Steve frowned. “Do you have a particular area that you’re interested in, within the field of genetics?”

“Yes. My specialty is criminality and whether it’s inherited.”

Steve nodded. “I get it. What did he do?”

“Pardon me?”

“What did Dennis Pinker do?”

“I don’t know what you mean.”

“You’re going to visit him, instead of asking him to come here, so obviously he’s incarcerated.”

She colored faintly, as if she had been caught out in a deception. With her cheeks flushed she looked sexier than ever. “Yes, you’re right,” she said.

“What’s he in jail for?”

She hesitated. “Murder.”

“Jesus!” He looked away from her, trying to take it in. “Not only do I have an identical twin brother, but he’s a murderer! Jesus Christ!”

“I’m sorry,” she said. “I’ve handled this badly. You’re the first subject like this I’ve ever studied.”

“Boy. I came here hoping to learn something about myself, but I’ve learned more than I wanted to know.” Jeannie did not know, and never would know, that he had almost killed a boy called Tip Hendricks.

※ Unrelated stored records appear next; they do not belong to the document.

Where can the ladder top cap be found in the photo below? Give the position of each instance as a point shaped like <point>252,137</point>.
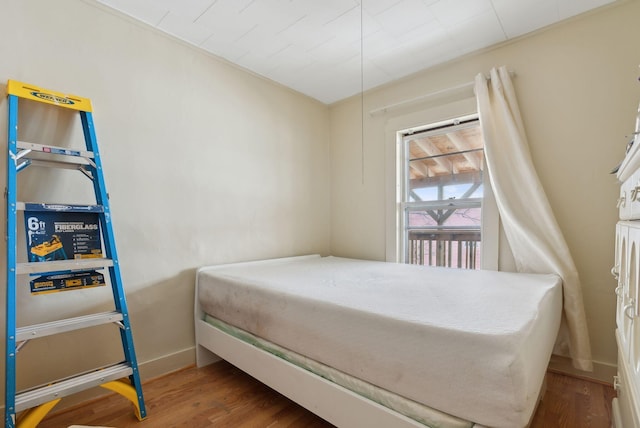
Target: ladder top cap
<point>47,96</point>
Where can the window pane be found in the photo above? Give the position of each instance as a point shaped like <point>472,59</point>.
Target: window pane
<point>458,218</point>
<point>443,196</point>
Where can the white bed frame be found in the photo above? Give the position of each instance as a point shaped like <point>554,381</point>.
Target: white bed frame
<point>326,399</point>
<point>332,402</point>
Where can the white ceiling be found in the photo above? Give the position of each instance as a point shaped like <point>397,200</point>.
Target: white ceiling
<point>331,49</point>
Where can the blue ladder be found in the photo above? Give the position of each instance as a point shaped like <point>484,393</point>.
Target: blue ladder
<point>28,408</point>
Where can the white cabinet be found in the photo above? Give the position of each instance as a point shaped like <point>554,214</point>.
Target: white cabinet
<point>626,407</point>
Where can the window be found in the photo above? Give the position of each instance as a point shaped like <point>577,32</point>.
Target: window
<point>442,193</point>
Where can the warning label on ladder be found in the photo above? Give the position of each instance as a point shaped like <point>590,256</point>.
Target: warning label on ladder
<point>62,235</point>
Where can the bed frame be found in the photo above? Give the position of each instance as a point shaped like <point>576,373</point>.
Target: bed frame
<point>332,402</point>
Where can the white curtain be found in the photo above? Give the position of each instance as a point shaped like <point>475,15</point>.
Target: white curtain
<point>536,241</point>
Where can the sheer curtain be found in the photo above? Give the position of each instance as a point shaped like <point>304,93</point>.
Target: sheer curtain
<point>536,241</point>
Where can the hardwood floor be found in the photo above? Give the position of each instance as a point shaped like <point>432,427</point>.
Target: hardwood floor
<point>222,396</point>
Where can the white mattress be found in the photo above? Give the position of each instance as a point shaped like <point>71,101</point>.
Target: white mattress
<point>474,344</point>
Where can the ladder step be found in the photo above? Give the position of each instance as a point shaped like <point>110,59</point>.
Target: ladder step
<point>69,324</point>
<point>61,164</point>
<point>53,149</point>
<point>30,206</point>
<point>62,388</point>
<point>63,265</point>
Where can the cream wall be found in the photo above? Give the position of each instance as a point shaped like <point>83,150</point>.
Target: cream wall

“And you’re very important to me.”

“How so?”

“The question is whether criminality is inherited. I published a paper which said that a certain type of personality is inherited—a combination of impulsiveness, daring, aggression, and hyperactivity—but that whether or not such people become criminals depends on how their parents deal with them. To prove my theory I have to find pairs of identical twins, one of whom is a criminad and the other a law-abiding citizen. You and Dennis are my first pair, and you’re perfect: he’s in jail and you, forgive me, you’re the ideal all-American boy. To tell you the truth, I’m so excited about it I can hardly sit still.”

The thought of this woman being too excited to sit still made Steve restless too. He looked away from her, afraid his lust would show in his face. But what she had told him was painfully disturbing. He had the same DNA as a murderer. What did that make him?

The door opened behind Steve, arid she looked up. “Hi, Berry,” she said. “Steve, I’d like you to meet Professor Berrington Jones, the head of the twins study here at JFU.”

The professor was a short man in his late fifties, handsome with sleek silver hair. He wore an expensive-looking suit of gray-flecked Irish tweed and a red bow tie with white dots, and he looked as neat as if he had just come out of a bandbox. Steve had seen him on TV a few times, talking about how America was going all to hell. Steve did not like his views, but he had been brought up to be polite, so he stood up and held out his hand to shake.

Berrington Jones started as if he had seen a ghost. “Good God!” he said, and his face turned pale.

Dr. Ferrami said: “Berry! What is it?”

Steve said: “Did I do something?”

The professor said nothing for a moment. Then he seemed to collect his wits. “I’m sorry, it’s nothing,” he said, but he still seemed shaken to the core. “It’s just that I suddenly thought of something … something I’ve forgotten, a most dreadful mistake. Please excuse me.” He went to the door, still muttering: “My apologies, forgive me.” He went out.

Steve looked at Dr. Ferrami.

She shrugged and spread her hands in a gesture of helplessness. “Beats the hell out of me,” she said.